Aqui no Maranhão, estamos vivendo um momento privilegiado para uma pesquisa bem aprofundada, uma disputa de poder no mesmo grupo, com as mesmas práticas. E é disputa! Chega-se ao ponto de se um lado se encaminhar tal projeto, já é visto pelo outro como algo que é para ser destruído mesmo! E todos têm a mesma visão de mundo, de sociedade e de exercício de poder.

Percebe-se, então, que é um poder marcado pelo conflito, pela disputa, num quadro de divergências políticas em que está em jogo o quadro sucessório e uma luta por espaços, por base eleitoral, por recursos, por cargos. No debate, estão presentes interesses contrariados e favorecidos, de modo que nesse jogo é que se dá a ação política das mulheres e dos homens que constituem o objeto de minhas próximas análises.

Entende-se por ação política todo o processo de convergência de interesses de grupos mediante uma correlação de forças cujas estratégias visam assegurar a integridade e o atendimento desses interesses, sem perder de vista a coletividade.

Nas análises da ação política desenvolvida pelas/os parlamentares, são evidentes as estratégias que ligam seus mandatos a suas trajetórias partidárias, na relação direta com seus espaços sociais ou “redutos políticos”. Nessa ação, estão

presentes formas mais conciliadoras, buscando interlocução em espaços dentro e fora do poder, costurando alianças nas estruturas hierárquicas partidárias e do Estado, a fim de garantir a implementação de suas propostas nos centros de decisão política.

As dificuldades para romper a invisibilidade são quebradas por articulações, negociações e pressões, mas também, muitas vezes, por trocas, barganhas, apoios e diferentes interesses, nem sempre explícitos55 e quase sempre não reconhecidos pelas/os parlamentares.

Mesmo considerando interesses diversos, o Legislativo se tornou, em muitas situações, um sujeito político importante nas negociações do Estado com os movimentos sociais.

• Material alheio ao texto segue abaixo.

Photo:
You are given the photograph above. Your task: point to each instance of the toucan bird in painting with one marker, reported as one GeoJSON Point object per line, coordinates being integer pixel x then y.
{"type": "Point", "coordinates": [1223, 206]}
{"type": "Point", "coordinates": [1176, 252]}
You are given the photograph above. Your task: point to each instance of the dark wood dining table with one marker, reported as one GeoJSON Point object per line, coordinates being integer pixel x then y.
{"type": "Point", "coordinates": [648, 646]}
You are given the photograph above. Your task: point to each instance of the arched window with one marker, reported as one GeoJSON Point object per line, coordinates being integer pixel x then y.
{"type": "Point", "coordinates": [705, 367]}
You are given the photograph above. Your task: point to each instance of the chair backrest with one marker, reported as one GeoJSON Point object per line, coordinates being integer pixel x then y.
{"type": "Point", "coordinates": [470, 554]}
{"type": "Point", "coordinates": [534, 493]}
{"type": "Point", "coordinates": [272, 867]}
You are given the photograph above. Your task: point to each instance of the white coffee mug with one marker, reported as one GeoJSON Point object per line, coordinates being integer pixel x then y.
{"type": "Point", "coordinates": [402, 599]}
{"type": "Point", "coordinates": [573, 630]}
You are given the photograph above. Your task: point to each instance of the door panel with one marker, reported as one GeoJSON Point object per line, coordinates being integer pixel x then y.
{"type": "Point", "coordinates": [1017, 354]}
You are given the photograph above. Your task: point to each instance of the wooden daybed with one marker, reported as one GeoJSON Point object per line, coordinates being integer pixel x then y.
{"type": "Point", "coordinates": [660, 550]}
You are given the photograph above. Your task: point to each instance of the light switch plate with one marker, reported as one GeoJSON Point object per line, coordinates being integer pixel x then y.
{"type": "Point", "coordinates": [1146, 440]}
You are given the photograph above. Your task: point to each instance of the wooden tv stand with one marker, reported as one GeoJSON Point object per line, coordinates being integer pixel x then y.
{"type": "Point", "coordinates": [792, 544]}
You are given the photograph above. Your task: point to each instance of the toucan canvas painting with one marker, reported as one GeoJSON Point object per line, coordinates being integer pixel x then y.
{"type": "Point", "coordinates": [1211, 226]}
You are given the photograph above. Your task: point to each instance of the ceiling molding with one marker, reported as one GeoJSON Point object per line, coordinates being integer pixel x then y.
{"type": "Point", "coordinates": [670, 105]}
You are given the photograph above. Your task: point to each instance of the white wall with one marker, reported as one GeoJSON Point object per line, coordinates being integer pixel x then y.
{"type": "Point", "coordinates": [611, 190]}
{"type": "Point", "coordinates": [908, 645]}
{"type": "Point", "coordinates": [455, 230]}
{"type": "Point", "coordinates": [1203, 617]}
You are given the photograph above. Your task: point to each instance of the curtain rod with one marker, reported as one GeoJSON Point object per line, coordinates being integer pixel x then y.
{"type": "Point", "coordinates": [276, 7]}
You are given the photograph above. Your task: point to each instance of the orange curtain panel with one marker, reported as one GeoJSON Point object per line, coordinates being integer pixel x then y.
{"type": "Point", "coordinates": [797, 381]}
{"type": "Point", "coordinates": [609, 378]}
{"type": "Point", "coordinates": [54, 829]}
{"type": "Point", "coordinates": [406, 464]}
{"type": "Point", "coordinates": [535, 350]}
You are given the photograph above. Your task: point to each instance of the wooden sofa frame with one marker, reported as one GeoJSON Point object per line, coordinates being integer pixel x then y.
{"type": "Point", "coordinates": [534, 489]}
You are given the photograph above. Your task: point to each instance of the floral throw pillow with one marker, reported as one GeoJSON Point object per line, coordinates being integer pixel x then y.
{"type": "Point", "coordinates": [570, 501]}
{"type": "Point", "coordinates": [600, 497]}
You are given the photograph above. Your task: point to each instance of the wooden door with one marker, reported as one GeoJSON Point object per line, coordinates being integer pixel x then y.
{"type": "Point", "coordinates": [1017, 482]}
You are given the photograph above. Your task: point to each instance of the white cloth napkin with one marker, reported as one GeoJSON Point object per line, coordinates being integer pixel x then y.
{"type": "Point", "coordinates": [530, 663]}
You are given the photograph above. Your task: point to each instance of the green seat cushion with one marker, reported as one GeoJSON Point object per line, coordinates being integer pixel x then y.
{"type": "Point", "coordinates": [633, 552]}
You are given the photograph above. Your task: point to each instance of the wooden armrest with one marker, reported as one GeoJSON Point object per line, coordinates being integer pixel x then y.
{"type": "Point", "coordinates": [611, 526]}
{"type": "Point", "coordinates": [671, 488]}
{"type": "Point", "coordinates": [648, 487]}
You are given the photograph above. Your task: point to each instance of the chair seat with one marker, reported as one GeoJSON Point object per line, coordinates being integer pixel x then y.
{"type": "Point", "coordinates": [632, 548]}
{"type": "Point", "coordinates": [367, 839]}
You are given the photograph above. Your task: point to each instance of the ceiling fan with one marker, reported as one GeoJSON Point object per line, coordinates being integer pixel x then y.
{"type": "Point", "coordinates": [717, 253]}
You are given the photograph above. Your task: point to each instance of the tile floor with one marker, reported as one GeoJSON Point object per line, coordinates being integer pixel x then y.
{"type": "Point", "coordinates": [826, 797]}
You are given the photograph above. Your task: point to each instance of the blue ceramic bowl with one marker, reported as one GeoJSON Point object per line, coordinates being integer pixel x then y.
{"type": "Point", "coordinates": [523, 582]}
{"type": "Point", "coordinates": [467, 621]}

Com o movimento feminista, por exemplo, a ação política das mulheres no Congresso Nacional possibilitou a implementação de políticas públicas e programas governamentais que ampliam a cidadania feminina e a conversão de parte das desigualdades de gênero no País.

A ação parlamentar das deputadas maranhenses é analisada neste estudo através das articulações que elas estabelecem no trabalho contínuo nas Comissões Permanentes, nos atos legislativos geradores de projetos de lei – os quais subtendem mudanças ou manutenção de processos –, nos discursos políticos e na atuação no plenário do Legislativo.